Reading grid is not clear in English, though - I think it is too literal. A grid suggests that there must be evenly spaced rows and columns, and I do not think that is always the case in a grille de lecture. Depending upon viera's description, perhaps something like interpretation chart, or key to results?


----------



## viera

Perhaps a "guide" ?


----------



## Winston_Smith

This is the whole sentence:
La victoire du Hamas aux élections de janvier 2006, puis la rupture de Gaza, en juin dernier, a fait entrer ce conflit dans une grille de lecture mondialisée.

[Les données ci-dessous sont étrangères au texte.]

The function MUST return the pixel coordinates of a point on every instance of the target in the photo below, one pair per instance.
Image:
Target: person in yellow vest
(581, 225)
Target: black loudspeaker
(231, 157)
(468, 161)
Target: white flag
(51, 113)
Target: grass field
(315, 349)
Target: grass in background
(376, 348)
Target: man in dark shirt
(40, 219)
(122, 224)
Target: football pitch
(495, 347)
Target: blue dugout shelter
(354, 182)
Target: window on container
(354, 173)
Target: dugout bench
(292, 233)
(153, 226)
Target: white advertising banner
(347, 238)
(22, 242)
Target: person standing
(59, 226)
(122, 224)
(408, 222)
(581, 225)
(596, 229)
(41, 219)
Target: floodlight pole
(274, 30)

I have no good idea of how tot ranslate grille the elcture in this context. 
thanks for help.


----------



## SwissPete

Wild guess: to the forefront of the news?


----------



## melu85

what about "put this conflict on the world stage"?


----------



## melu85

to me "grille de lecture" just means this conflict has to be understood as world-scale issue (nothing to do with the news)


----------



## Jeanbar

Hamas victory ... widened the interpretation of the conflict at WW level.
Hamas victory ... expanded the reading of the conflict at WW level.


----------



## jlan

comme grille de lecture semble être un vrai buzzword (voir grille de lecture | French to English | Wine / Oenology / Viticulture l'utilisation qu'on en fait semble également être très divergente. Dans la phrase discutée, il apparait effectivement que le mot a été utilisé simplement parce qu'il est à la mode. Il me semble que ce que l'auteur a voulu dire est que la victoire du Hamas (et la rupture de Gaza), par leurs liens avec des évènements mondiaux, peuvent donner un éclairage externe sur le conflit, en d'autres termes faciliter la lecture du conflit à la lumière des évènements qui lui sont externes. Ce n'est pas clair. Plus de contexte serait utile (phrases précédentes).

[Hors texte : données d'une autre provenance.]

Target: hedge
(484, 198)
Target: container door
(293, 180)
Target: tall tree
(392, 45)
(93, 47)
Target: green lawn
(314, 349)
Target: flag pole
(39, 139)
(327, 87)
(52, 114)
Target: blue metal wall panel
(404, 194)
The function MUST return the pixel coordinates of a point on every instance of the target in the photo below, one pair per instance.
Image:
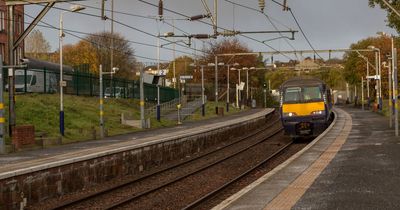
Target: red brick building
(18, 29)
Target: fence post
(44, 78)
(25, 80)
(90, 85)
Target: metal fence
(86, 84)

In general, "lens" also seems a useful english translation for "grille de lecture". See definition by _WordNet® 3.0_. of Princeton University on dictionary.reference.com/browse/lens

"Frame of reference" is another useful translation
(merriam-webster.com/dictionary/frame+of+reference)


----------



## haldokan

Winston_Smith said:


> and for further readers i decided to tranlate it as : reading template.
> As in it gives guidelines on how to read a situation. in this case the global template in which such or similar conflicts are read.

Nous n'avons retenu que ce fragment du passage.